Je vous remercie de me donner l'occasion de discuter du projet de loi C-75. Je tiens à préciser tout d'abord que je témoigne à titre personnel. Je ne représente pas de cabinet ou d'organisation. Je pourrais passer pour un non-initié dans le débat, mais les choses se préciseront dans un instant.
Si on a suggéré que je témoigne, c'est principalement parce qu'en 2012, j'ai rédigé un rapport intitulé « A Criminal Justice System for the 21st Century ». Dans ce rapport, j'ai parlé de ce que je considérais être une culture de complaisance à l'égard des délais dans notre système de justice pénale. Cette expression et le rapport ont été cités par la majorité, et la minorité, dans l'arrêt Jordan comme l'une des raisons nécessistant que des mesures soient prises pour réduire les délais dans nos systèmes.

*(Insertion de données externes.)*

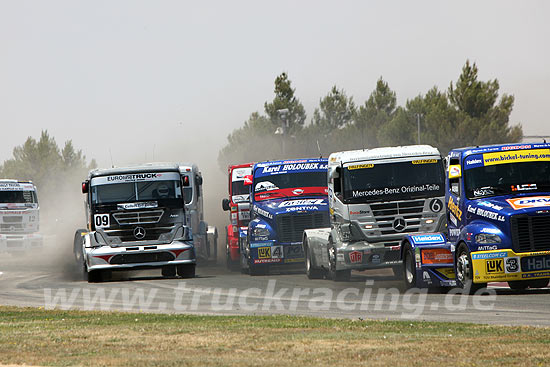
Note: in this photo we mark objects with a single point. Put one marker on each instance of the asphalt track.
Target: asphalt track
(215, 290)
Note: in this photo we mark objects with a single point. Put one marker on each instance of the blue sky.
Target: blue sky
(168, 80)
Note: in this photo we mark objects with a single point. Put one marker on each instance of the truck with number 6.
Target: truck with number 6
(498, 210)
(376, 197)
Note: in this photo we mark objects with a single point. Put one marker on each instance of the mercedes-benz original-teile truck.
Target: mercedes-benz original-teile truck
(137, 218)
(19, 216)
(376, 197)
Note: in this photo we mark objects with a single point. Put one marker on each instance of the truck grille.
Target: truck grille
(290, 227)
(138, 217)
(127, 234)
(410, 210)
(142, 258)
(530, 233)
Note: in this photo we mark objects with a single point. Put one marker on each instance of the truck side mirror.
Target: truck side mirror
(85, 186)
(225, 204)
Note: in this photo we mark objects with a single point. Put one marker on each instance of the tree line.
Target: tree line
(468, 113)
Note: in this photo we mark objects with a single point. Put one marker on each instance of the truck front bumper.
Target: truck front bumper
(363, 255)
(142, 256)
(506, 265)
(20, 242)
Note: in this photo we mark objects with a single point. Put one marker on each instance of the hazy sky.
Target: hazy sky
(142, 76)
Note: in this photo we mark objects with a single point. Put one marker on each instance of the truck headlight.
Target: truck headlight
(260, 232)
(487, 238)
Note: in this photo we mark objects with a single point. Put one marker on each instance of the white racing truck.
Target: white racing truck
(147, 216)
(19, 217)
(376, 197)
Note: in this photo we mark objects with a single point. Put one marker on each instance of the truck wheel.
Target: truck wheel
(186, 271)
(168, 271)
(409, 267)
(311, 271)
(464, 271)
(336, 275)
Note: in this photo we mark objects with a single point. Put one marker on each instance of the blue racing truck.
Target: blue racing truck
(286, 198)
(498, 213)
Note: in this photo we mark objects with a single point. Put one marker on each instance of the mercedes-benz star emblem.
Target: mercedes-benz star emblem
(139, 233)
(399, 224)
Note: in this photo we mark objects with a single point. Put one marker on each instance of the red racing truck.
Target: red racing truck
(239, 207)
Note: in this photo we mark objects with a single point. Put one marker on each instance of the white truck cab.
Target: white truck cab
(376, 197)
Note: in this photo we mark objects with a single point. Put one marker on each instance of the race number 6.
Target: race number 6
(101, 220)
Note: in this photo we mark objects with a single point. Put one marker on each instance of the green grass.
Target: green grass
(38, 337)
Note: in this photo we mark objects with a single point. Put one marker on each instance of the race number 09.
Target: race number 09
(101, 220)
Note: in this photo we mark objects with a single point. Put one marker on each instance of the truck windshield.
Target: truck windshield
(508, 178)
(17, 197)
(368, 182)
(290, 184)
(126, 192)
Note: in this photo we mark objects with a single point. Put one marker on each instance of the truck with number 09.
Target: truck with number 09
(141, 217)
(287, 197)
(19, 217)
(498, 209)
(238, 205)
(376, 197)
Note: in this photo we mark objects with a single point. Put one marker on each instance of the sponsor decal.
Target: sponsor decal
(512, 264)
(491, 255)
(302, 202)
(360, 166)
(529, 202)
(424, 161)
(266, 261)
(436, 256)
(395, 190)
(524, 187)
(263, 212)
(488, 204)
(264, 252)
(453, 208)
(532, 155)
(454, 171)
(428, 238)
(494, 266)
(140, 205)
(487, 247)
(356, 257)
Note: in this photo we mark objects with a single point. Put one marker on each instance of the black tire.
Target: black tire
(186, 271)
(336, 275)
(168, 271)
(409, 267)
(464, 271)
(311, 271)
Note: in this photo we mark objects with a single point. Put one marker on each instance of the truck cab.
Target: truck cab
(19, 217)
(136, 218)
(238, 204)
(498, 210)
(376, 197)
(287, 197)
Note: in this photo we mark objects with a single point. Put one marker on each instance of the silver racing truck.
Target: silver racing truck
(136, 218)
(19, 217)
(376, 197)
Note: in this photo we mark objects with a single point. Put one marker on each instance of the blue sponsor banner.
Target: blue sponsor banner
(261, 243)
(288, 166)
(473, 161)
(492, 255)
(428, 238)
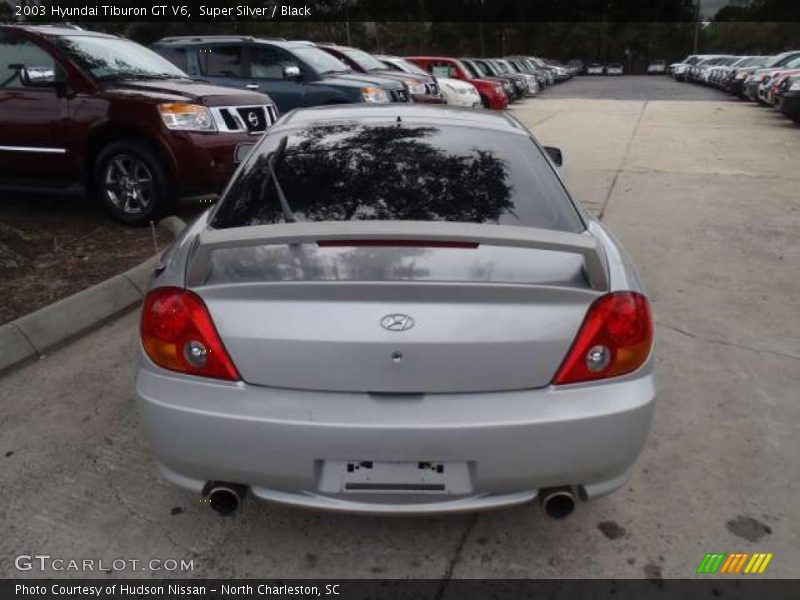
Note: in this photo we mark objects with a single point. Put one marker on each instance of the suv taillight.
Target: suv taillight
(615, 338)
(178, 334)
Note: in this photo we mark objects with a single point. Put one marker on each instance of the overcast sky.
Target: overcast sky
(708, 8)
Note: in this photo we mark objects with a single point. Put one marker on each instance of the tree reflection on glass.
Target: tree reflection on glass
(369, 172)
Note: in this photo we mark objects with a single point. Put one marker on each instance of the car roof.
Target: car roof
(70, 30)
(407, 113)
(427, 57)
(188, 40)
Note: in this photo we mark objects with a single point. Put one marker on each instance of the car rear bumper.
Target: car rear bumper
(278, 441)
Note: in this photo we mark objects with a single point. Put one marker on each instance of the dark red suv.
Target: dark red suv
(84, 110)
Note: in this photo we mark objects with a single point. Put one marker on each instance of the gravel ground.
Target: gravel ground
(54, 246)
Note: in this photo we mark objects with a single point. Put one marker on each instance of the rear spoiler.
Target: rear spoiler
(585, 244)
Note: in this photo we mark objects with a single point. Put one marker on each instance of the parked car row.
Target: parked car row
(138, 128)
(769, 80)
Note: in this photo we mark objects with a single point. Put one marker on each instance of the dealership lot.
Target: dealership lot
(701, 189)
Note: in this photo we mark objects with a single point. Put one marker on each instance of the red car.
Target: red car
(491, 92)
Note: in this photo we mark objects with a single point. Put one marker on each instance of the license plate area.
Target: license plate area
(375, 477)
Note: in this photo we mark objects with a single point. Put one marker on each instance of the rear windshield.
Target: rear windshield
(378, 171)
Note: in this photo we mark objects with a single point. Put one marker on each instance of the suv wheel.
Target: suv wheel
(131, 182)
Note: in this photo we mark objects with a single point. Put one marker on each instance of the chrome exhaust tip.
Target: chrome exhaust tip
(558, 503)
(224, 498)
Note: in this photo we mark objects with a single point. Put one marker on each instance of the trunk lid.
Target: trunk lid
(397, 319)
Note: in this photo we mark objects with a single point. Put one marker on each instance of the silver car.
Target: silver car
(397, 310)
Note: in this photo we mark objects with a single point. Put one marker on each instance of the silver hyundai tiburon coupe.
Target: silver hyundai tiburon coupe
(397, 310)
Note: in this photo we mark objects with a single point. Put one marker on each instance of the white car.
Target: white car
(454, 91)
(595, 69)
(459, 93)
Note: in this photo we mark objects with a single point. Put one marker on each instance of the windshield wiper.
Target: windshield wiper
(136, 76)
(288, 214)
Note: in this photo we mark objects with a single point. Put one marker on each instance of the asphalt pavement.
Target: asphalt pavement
(703, 193)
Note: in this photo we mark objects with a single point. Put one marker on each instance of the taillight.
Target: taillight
(615, 338)
(178, 334)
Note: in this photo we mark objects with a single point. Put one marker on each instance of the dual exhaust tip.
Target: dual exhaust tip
(226, 498)
(557, 503)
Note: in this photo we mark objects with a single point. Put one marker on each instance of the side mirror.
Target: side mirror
(36, 76)
(555, 155)
(291, 72)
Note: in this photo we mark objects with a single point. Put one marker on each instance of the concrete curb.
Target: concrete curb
(33, 335)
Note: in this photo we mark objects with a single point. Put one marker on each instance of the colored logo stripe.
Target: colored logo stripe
(758, 563)
(710, 563)
(733, 563)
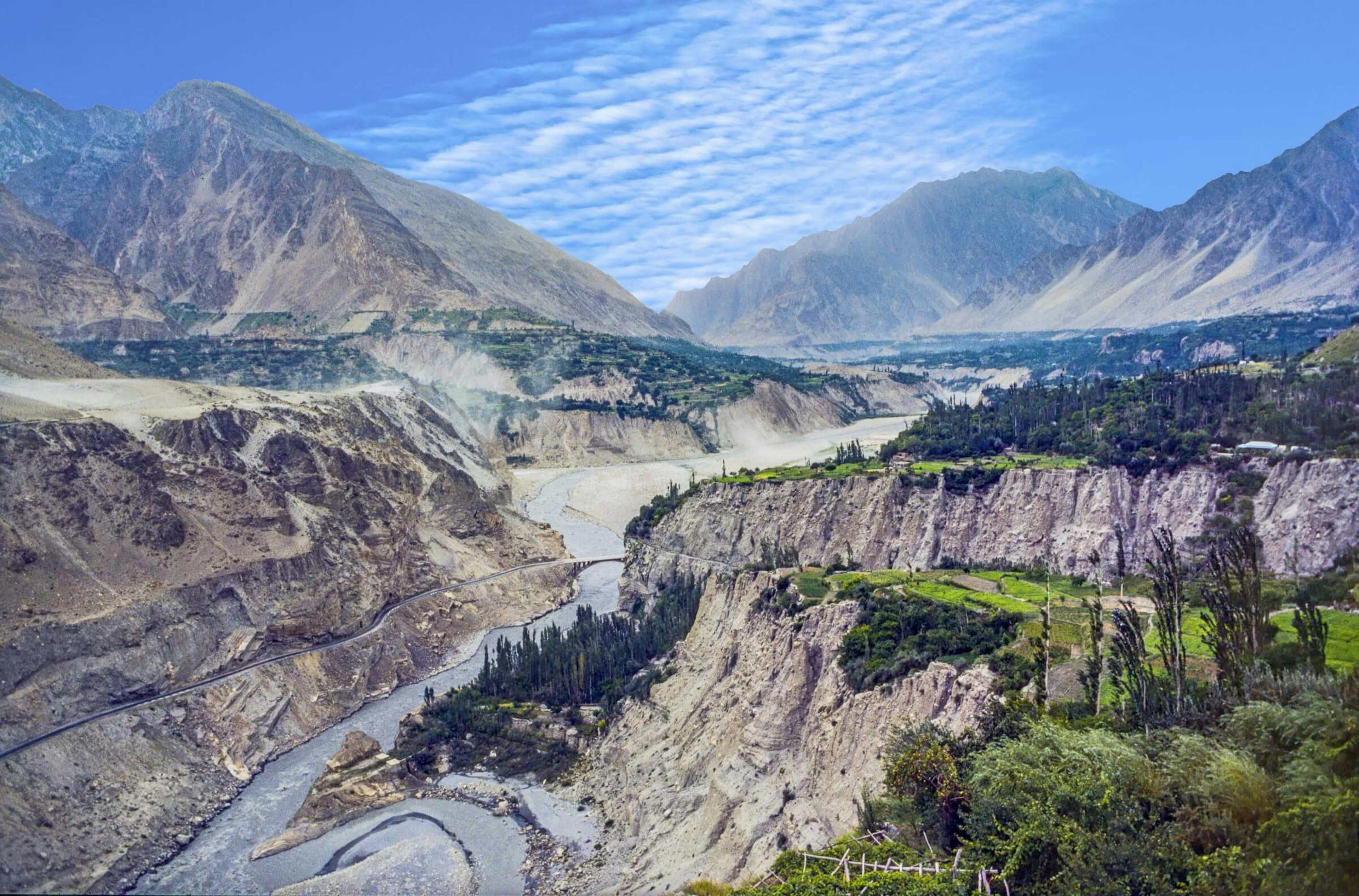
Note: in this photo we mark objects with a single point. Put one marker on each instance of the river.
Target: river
(219, 859)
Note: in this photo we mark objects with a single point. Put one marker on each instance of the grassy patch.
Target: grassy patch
(812, 586)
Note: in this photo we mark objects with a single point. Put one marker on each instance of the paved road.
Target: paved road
(373, 626)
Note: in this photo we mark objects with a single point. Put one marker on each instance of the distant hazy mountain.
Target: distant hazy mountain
(1282, 237)
(50, 283)
(904, 267)
(217, 199)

J'ai aussi siégé pendant presque une dizaine d'années au conseil d'administration de notre société d'aide juridique, en administrant le côté défense de notre système de justice pénale, ce qui m'a permis de voir les problèmes administratifs du point de vue de la gestion. Je ne suis pas, toutefois, un praticien du droit criminel. J'ai pratiqué le droit pénal à l'occasion, mais seulement à haut risque pour mes clients.
J'ai quelques observations générales à faire, puis je vous parlerai de quelques besoins particuliers.
Premièrement, je pense que la chose la plus utile que je puisse faire, c'est de jeter un peu de lumière sur la situation en général. Les délais ont une très longue histoire dans notre système de justice et dans presque tous les systèmes de justice qu'on peut étudier. Quand on examine attentivement la question, on se rend compte que les délais sont un problème chronique, récurrent, et que les solutions sont toujours des solutions temporaires et à court terme qui ne procurent pas d'avantages durables pour le bien public.
J'aimerais mentionner tout d'abord qu'il faut prendre conscience qu'une solution durable nécessitera des changements législatifs qui auront un impact sur la culture dans notre système, de même que des changements systémiques.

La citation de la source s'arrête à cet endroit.